China’s corporate debt has fallen to about 160 percent of GDP due to a multi-year clampdown on riskier types of financing and debt, but the level was still higher than in other major economies, the OECD said.
The government last month announced tax and fee cuts of 2 trillion yuan for companies this year, which would lift its budget deficit to 2.8 percent of GDP this year from 2.6 percent last year.
China’s fiscal stimulus could be as high as 4.25 percent of GDP this year, up from 2.94 percent last year, the OECD added.
Easier monetary policy should help reduce the risk of liquidity strains which could put further pressure on businesses, OECD deputy secretary-general Ludger Schuknecht said.
However, he said Beijing should prevent any policy “overshooting.”
Fiscal policy should aim to support the economy, while avoiding any side effects, he added.
“I’m sure government authorities and the PBOC [People’s Bank of China] are monitoring this carefully.

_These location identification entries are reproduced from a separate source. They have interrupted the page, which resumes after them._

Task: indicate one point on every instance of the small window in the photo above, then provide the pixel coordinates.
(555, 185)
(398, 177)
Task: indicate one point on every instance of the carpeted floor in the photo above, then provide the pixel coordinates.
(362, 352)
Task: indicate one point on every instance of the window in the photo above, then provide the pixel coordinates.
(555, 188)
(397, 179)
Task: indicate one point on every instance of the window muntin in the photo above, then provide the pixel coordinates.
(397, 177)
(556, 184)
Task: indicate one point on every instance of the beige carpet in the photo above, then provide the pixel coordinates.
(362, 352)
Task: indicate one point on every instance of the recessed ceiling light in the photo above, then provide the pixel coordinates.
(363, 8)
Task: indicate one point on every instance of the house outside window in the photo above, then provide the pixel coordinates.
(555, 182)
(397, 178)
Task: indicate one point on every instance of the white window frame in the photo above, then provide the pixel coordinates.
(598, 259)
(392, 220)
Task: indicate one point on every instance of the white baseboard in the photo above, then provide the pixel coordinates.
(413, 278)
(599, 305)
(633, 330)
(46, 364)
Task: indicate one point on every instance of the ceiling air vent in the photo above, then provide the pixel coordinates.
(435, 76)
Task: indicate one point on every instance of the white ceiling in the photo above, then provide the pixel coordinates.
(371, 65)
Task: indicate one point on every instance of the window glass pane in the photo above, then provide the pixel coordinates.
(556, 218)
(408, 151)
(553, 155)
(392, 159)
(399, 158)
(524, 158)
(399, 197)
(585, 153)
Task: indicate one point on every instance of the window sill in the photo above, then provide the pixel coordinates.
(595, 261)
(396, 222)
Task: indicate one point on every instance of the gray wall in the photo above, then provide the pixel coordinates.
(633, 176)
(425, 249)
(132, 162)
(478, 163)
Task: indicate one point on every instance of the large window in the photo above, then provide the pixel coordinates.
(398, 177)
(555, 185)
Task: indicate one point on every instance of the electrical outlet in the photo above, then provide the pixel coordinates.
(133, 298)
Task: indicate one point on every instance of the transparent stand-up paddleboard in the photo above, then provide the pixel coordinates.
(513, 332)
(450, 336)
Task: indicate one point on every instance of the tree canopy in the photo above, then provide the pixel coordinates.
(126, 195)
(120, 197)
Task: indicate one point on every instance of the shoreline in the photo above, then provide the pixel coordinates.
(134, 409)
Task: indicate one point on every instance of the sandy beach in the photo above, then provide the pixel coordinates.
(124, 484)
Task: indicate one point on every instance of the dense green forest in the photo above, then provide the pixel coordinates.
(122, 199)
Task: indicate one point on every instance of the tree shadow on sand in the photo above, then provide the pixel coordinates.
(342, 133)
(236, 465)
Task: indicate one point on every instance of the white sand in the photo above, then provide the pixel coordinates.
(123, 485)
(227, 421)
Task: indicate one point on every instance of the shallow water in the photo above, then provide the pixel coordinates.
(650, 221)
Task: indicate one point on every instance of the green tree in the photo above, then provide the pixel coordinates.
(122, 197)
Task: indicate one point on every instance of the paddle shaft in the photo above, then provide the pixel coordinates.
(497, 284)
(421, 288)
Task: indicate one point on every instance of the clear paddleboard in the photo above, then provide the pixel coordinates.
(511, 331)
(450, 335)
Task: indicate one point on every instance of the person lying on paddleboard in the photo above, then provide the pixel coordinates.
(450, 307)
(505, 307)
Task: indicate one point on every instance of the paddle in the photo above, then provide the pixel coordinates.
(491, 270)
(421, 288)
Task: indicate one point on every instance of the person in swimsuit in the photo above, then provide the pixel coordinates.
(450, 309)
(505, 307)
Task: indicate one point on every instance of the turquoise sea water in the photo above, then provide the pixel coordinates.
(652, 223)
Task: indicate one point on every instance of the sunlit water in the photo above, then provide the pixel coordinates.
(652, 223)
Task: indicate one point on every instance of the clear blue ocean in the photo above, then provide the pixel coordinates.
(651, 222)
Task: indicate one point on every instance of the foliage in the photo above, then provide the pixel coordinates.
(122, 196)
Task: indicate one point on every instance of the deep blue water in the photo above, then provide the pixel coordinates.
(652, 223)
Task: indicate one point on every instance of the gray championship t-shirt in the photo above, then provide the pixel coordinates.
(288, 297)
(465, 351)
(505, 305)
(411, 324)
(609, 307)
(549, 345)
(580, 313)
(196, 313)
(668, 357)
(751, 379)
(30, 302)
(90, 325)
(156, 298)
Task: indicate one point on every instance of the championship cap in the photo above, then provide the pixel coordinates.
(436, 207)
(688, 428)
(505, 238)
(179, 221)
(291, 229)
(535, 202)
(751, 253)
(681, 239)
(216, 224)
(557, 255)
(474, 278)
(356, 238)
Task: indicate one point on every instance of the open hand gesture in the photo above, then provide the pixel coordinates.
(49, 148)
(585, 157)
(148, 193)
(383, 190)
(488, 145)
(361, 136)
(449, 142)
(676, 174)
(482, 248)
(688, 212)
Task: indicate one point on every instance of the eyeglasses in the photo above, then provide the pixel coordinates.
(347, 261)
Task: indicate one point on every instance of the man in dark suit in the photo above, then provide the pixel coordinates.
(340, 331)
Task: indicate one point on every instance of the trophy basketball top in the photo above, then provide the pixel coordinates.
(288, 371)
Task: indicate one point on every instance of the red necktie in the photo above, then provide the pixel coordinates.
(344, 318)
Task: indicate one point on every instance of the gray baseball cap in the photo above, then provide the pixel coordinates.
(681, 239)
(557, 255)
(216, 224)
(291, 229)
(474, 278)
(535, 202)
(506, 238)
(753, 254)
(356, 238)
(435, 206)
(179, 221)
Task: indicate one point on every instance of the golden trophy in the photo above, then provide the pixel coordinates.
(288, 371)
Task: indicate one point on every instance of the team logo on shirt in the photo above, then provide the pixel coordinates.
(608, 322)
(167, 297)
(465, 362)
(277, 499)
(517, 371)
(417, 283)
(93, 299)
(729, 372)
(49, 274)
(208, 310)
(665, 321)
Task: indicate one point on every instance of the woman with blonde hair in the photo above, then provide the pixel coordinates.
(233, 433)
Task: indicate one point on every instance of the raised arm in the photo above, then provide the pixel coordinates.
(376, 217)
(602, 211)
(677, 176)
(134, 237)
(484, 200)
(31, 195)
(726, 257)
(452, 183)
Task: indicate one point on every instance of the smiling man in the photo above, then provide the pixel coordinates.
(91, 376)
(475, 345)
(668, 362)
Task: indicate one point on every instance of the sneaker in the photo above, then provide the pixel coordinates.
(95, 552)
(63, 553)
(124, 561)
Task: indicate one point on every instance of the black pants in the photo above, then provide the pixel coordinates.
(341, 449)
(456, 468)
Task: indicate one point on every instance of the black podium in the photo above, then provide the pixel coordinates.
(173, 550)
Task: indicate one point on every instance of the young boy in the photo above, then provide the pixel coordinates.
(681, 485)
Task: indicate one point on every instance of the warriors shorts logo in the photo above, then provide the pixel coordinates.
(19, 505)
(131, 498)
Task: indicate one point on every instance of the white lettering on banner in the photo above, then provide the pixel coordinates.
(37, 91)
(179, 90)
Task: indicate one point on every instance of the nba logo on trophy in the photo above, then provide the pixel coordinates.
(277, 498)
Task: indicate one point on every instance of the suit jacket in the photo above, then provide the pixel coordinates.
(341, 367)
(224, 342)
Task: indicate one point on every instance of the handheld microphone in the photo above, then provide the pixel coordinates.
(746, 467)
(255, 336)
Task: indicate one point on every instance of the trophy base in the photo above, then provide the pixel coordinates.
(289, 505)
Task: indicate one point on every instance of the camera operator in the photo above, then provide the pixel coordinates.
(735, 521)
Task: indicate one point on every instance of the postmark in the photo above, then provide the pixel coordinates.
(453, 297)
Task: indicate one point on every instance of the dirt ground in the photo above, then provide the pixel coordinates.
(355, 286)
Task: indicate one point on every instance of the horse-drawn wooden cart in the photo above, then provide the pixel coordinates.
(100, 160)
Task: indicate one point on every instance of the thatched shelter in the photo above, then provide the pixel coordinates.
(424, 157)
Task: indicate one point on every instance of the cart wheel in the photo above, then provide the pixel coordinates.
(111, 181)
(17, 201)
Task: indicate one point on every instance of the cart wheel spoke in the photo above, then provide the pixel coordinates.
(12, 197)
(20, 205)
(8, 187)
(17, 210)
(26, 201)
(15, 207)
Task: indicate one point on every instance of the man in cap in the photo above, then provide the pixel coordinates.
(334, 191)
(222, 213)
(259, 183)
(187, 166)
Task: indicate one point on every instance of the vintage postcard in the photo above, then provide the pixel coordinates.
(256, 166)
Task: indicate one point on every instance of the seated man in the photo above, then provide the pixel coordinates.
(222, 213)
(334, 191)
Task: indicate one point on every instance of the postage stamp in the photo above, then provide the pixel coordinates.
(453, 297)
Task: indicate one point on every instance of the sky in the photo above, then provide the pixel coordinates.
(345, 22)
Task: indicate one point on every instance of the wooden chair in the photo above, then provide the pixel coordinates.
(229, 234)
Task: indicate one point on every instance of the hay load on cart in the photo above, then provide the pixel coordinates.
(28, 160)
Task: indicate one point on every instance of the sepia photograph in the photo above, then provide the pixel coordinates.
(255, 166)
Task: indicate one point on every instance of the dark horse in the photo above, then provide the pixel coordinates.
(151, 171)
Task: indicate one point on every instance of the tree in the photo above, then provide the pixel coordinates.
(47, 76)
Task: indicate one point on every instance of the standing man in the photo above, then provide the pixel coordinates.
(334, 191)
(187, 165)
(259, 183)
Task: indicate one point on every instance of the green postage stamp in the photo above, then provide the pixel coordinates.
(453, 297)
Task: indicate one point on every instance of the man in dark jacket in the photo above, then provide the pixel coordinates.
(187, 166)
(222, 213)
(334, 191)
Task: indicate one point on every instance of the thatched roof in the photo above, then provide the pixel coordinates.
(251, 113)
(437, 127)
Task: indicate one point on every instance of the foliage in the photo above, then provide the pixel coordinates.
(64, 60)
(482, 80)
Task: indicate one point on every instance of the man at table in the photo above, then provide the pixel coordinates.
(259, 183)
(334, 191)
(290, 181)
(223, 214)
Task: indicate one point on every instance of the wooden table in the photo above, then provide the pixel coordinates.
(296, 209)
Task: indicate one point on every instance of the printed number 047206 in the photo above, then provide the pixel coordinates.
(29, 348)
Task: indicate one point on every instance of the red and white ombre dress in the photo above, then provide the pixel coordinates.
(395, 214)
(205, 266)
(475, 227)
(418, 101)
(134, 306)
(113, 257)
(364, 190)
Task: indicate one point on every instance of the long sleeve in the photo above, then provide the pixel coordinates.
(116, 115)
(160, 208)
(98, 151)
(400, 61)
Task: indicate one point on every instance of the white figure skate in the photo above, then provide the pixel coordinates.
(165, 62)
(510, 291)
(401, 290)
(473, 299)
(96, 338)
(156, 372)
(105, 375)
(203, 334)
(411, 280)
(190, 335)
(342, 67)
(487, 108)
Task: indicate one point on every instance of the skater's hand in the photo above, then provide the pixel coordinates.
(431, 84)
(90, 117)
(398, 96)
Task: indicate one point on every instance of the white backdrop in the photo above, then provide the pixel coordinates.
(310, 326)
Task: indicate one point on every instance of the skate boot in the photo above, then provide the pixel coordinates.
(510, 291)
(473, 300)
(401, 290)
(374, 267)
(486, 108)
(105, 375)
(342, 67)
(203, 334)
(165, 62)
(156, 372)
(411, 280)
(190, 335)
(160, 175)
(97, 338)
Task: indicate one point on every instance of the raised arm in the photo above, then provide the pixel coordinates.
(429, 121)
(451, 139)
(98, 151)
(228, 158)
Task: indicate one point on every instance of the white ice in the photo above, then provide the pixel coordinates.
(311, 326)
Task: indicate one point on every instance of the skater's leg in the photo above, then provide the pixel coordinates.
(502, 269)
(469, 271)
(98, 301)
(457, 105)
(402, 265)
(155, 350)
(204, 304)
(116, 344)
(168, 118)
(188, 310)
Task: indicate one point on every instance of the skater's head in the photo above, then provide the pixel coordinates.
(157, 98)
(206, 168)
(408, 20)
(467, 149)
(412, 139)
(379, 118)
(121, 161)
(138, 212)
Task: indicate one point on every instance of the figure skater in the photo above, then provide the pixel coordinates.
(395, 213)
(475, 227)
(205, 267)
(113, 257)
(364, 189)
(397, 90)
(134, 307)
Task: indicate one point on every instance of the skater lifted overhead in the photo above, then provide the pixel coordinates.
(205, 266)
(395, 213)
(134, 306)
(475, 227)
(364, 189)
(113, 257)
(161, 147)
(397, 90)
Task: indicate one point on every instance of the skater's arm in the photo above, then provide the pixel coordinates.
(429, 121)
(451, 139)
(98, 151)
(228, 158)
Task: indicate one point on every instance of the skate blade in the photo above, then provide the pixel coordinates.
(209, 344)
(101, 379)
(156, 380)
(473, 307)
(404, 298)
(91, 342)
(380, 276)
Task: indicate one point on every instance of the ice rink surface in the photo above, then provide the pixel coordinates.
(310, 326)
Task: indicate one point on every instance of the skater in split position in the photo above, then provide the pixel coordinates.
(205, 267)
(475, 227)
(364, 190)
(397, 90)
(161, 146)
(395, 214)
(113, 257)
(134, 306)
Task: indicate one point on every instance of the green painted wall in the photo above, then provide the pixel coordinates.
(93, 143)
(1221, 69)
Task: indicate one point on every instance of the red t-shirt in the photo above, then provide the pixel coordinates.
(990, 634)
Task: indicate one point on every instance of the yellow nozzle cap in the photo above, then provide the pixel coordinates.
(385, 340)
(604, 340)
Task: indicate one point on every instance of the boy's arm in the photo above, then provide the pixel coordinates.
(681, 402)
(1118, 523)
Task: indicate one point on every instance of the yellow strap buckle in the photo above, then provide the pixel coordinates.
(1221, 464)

It’s a matter of implementing it [stimulus] in the right way,” he told an event ahead of the release of the report.
New bank loans rebounded more than expected last month, capping a record 5.8 trillion yuan quarter, as policymakers push lenders to support struggling smaller, private companies, which are seen as higher credit risks than state-controlled firms, but there are concerns that looser lending standards might fuel a further rise in bad loans, as well as inefficient investment and speculation, particularly in the property market.
The PBOC has already slashed banks’ reserve requirement ratio five times over the past year and is widely expected to ease policy further in coming quarters to spur lending and reduce borrowing costs, but top officials have repeatedly vowed not to open the floodgates in an economy already saddled with piles of debt — a legacy of massive stimulus during the global financial crisis in 2008 and 2009, and subsequent downturns.
China’s economic growth is likely to slow to 6.2 percent this year — the weakest pace in nearly 30 years — and growth is expected to cool further to 6.0 percent next year, the OECD said.
The economy expanded 6.6 percent last year.